Ampla maioria das organizações não governamentais da sociedade civil sem fins econômicos, incluindo diversos setores das universidades e outros segmentos, têm apresentado a mesma consideração acerca das relações entre o governo estadual atual, e o seu antecessor, com boa parte do setor minerário. “Quem manda no governo estadual é o setor minerário”, é o que ecoa nos quatro cantos de Minas Gerais.
Segundo dados oriundos do IBRAM-Instituto Brasileiro de Mineração, Minas tem 40,5% dos tributos arrecadados em virtude dos royalties ( disponível em Mineração faturou R$ 50,7 bi no 3° trimestre; MG deve receber US$ 12 bi em investimentos até 2024 – Economia – Estado de Minas).
Segundo LONGUINHO (2019), urge uma reflexão frente ao papel dos três entes federativos na aplicação de políticas públicas efetivas de diversificação e de desenvolvimento e a implementação de ações previstas na Constituição Estadual de 1989; e desta maneira fazer frente à minero-dependência.
No entanto, é a primeira vez nos últimos 30-40 anos que o governo estadual empreende facilidades desta monta nos procedimentos de análise de avaliação dos impactos socioambientais e gestão de riscos relacionados diretamente aos empreendimentos de grande potencial destruidor em caso de falhas operacionais ou de negligências técnico-institucionais.
Qual o papel da Vale no processo de determinar a política ambiental de MG?
A Vale não tem papel específico, e tem obrigações como qualquer outro empreendedor, reduzindo sua participação às solicitações usuais de autorizações e outorgas de bem público.
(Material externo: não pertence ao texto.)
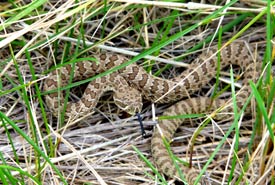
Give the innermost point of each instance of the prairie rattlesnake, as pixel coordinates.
(132, 81)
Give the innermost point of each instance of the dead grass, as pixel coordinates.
(98, 149)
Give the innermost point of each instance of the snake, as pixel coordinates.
(132, 83)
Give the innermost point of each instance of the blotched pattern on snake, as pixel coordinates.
(132, 82)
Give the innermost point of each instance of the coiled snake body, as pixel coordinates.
(132, 82)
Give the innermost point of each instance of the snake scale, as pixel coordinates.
(131, 83)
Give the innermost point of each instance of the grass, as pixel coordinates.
(39, 37)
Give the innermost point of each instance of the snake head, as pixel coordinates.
(130, 101)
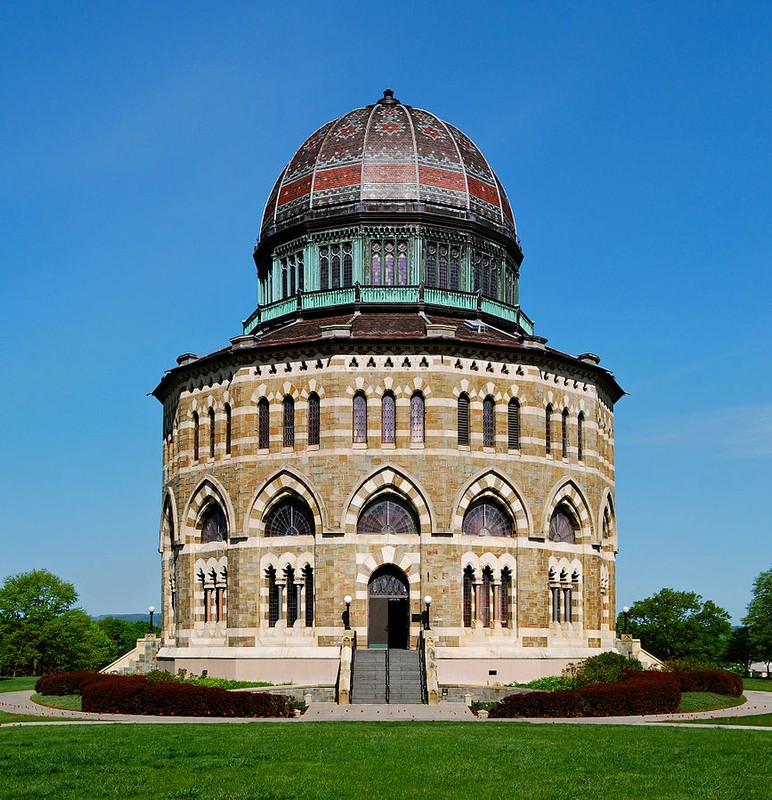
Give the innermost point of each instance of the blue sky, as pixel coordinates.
(139, 142)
No entanto, não foi nem é assim que vem sendo escrita a história nas hostes públicas estaduais, notadamente de meio ambiente e dos “recursos hídricos” (águas naturais).
Em entrevista na TV UOL no dia de hoje, 13.jan.2022, o prefeito de Belo Horizonte e pré-candidato ao governo estadual, Alexandre Kalil posicionou-se clara e objetivamente em relação ao tema ao afirmar que o governo estadual é comandado por algumas mineradoras que contam com a complacência e submissão de seu mandatário maior.
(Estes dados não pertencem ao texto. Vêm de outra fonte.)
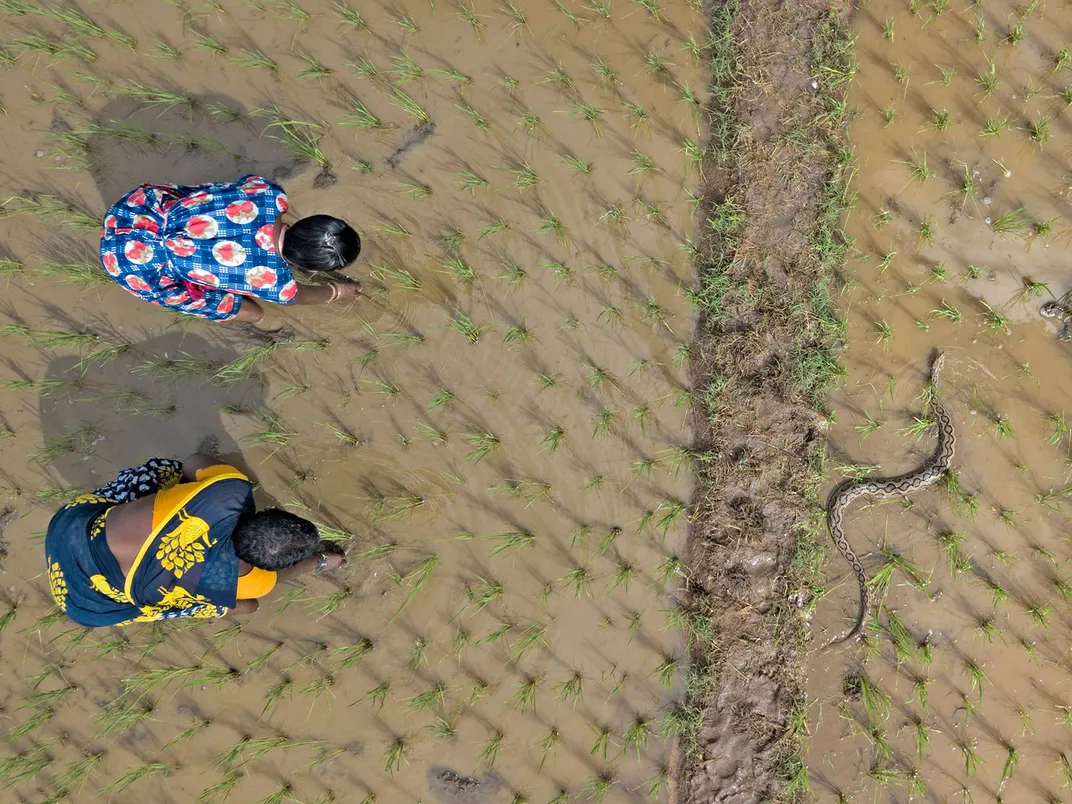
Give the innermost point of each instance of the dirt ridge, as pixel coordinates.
(762, 355)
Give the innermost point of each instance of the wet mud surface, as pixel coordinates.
(957, 691)
(511, 490)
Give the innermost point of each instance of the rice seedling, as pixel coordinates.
(579, 578)
(475, 117)
(405, 69)
(407, 24)
(464, 326)
(940, 119)
(1039, 129)
(467, 14)
(221, 790)
(606, 75)
(429, 699)
(365, 67)
(517, 16)
(413, 190)
(593, 115)
(348, 18)
(972, 762)
(531, 122)
(603, 423)
(987, 79)
(490, 752)
(393, 756)
(1039, 613)
(403, 102)
(256, 58)
(360, 117)
(470, 181)
(598, 787)
(524, 698)
(149, 769)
Tal influência na administração da coisa pública, sobretudo nas águas, pode ser exemplificada com a captura, pela Vale, na gestão das águas da Bacia do Rio Paraopeba nos primeiros anos da década dos anos 2010. A Vale assumiu o Comitê da Bacia do Rio Paraopeba, CBH-Paraopeba, onde permaneceu por duas gestões. Os resultados foram desastrosos. A depender das respostas a questionamentos ignorados até o momento, mesmo com documentos comprobatórios protocolados nas instâncias apropriadas, o caso pode passar a outras esferas administrativas da justiça comum. O CIBAPAR, Consórcio Intermunicipal da Bacia Hidrográfica do Rio Paraopeba, secretaria executiva e instituição mantenedora do CBH-Paraopeba, foi levado à falência quando de administração ligada umbilicalmente ao mesmo segmento produtivo.
Como a cidade de Ouro Preto conseguiu se antecipar ao processo que acarretou na queda do morro e destruição dos casarões?
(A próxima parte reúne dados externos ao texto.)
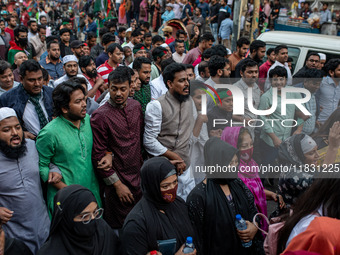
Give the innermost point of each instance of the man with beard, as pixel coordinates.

Pela observação de deslizamentos de pequena monta na encosta principal do Morro da Forca. As edificações em risco e os logradouros públicos dos arredores foram esvaziados e monitorados por órgãos públicos municipais, até o momento da ruptura. Talvez tenha sido o desastre mais filmado nestes últimos tempos.
Há lugares sensíveis de uma nova tragédia nas próximas horas ou dias?
Diversos, em diversos municípios. valeb intensas e que o governo estadual continue a negligenciar o óbvio.
A estrutura pública criada para gerenciar o meio ambiente e as águas deve cessar atuação no campo político – no momento atende interesses de apenas alguns segmentos sociais – e voltar a atuar conforme prescreve a base legal: com transparência, seriedade e, claro, atendendo ao que está indicado no Artigo 37 da Constituição Nacional: princípios da Legalidade, Moralidade, Impessoalidade, Publicidade e da Eficiência.
Além disso, tanto o poder legislativo quanto o judiciário devem cumprir seu papel como esperado, com isenção e sem preferência política. Incluindo aí parte do Ministério Público.